Further, the scraper body is internally provided with a cleaning hole which is communicated with the dirt storage cavity and the outside, and the cleaning hole is detachably provided with a sealing element.

The invention has the beneficial effects that the impurities in the installation cavity of the rolling body can enter and be stored in the dirt storage cavity, the impurities are prevented from being continuously accumulated in the installation cavity to be compacted, the resistance of the impurities to the rotation of the balls is reduced, the phenomenon that the balls are locked by the compacted impurities is reduced, and part of pulverized coal or sludge in the impurities can be used as a lubricating medium, so that the rolling performance of the balls can be improved, the abrasion of the scraping plate is reduced, and the service life of the scraping plate is prolonged. The scraper effectively solves the problems in the prior art.

Drawings

The accompanying drawings, which are included to provide a further understanding of the invention and are incorporated in and constitute a part of this specification, illustrate embodiments of the invention and together with the description serve to explain the invention and do not constitute a limitation on the invention. In the drawings:

fig. 1 is a schematic front view of a scraper according to an embodiment of the present invention.

Fig. 2 is a schematic bottom view of a scraper according to an embodiment of the invention.

Fig. 3 is a schematic cross-sectional view of a portion of a scraper body according to an embodiment of the invention.

Fig. 4 is a schematic view showing a partial cross-sectional structure of a scraper blade in a state that a return stop portion closes a dirt guiding channel according to an embodiment of the present invention.

Fig. 5 is a schematic view illustrating a partial cross-sectional structure of a scraper blade in a state in which a return stop portion closes a dirt guiding channel according to another embodiment of the present invention.

FIG. 6 is a schematic cross-sectional view of a portion of a scraper blade with a return stop forming a dirt guiding gap according to an embodiment of the present invention.

Fig. 7 is a schematic view of a partial cross-sectional structure of a scraper with a dirt guiding hole at a stopping portion according to an embodiment of the present invention.

Fig. 8 is an enlarged partial schematic view at a in fig. 7.

FIG. 9 is a schematic view showing a partial cross-sectional structure of a scraper in a state where a return stop portion is horizontal in accordance with an embodiment of the present invention.

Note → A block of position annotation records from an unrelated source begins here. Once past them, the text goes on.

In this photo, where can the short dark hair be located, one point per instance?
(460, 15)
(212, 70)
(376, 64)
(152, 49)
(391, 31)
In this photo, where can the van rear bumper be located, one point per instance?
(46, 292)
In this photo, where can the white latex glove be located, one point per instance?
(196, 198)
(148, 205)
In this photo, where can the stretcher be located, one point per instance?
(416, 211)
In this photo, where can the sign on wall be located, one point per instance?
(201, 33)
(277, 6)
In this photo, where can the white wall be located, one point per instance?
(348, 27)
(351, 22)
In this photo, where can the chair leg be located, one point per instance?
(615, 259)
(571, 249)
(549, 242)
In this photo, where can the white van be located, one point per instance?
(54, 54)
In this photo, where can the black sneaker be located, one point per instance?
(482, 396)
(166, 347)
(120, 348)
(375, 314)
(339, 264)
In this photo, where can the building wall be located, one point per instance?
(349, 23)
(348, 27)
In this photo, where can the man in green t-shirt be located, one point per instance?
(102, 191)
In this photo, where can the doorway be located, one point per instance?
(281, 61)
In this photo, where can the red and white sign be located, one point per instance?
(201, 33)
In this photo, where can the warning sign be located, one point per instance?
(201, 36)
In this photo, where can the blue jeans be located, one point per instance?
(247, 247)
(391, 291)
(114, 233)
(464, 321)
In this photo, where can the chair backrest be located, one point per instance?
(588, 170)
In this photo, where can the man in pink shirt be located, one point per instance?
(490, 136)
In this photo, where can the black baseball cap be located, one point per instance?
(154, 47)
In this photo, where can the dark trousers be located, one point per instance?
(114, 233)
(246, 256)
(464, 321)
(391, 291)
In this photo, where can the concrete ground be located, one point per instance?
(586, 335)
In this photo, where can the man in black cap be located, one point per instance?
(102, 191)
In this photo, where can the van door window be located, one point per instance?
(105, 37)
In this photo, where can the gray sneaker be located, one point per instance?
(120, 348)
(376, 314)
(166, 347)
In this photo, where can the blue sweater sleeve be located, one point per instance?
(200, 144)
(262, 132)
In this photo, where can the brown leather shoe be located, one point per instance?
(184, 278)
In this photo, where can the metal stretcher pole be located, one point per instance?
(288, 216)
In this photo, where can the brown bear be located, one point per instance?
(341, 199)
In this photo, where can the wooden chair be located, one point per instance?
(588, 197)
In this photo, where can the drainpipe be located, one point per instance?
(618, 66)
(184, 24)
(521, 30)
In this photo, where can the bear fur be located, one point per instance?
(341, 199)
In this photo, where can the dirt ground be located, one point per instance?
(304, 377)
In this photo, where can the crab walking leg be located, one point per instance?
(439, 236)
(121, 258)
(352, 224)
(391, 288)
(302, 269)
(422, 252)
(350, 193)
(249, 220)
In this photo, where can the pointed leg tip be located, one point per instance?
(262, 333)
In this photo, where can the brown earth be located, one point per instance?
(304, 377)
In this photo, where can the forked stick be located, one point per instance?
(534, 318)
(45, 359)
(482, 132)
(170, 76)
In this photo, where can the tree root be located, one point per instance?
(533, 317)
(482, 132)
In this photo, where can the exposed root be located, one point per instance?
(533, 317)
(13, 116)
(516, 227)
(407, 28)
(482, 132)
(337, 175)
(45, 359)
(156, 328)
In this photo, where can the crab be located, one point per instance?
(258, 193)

FIG. 10 is a schematic view showing a partial cross-sectional structure of a scraper blade with a return stop forming a dirt guiding gap according to another embodiment of the present invention.

FIG. 11 is a schematic view showing a partial cross-sectional structure of a scraper with a dirt guiding hole at a stop return portion according to another embodiment of the present invention.

Fig. 12 is a partially enlarged schematic view at B in fig. 11.

Fig. 13 is a schematic view showing a partial cross-sectional structure of a wiper blade of a housing forming support portion in an embodiment of the present invention.

FIG. 14 is a schematic view showing a partial cross-sectional structure of a scraper having sub-beads according to an embodiment of the present invention.

Fig. 15 is a schematic partial cross-sectional view of a scraper body according to another embodiment of the present invention.

FIG. 16 is a schematic view showing a partial cross-sectional structure of a seal mounted on a scraper body according to an embodiment of the present invention.

Fig. 17 is a schematic view showing a partial cross-sectional structure of a seal mounted on a scraper body according to another embodiment of the present invention.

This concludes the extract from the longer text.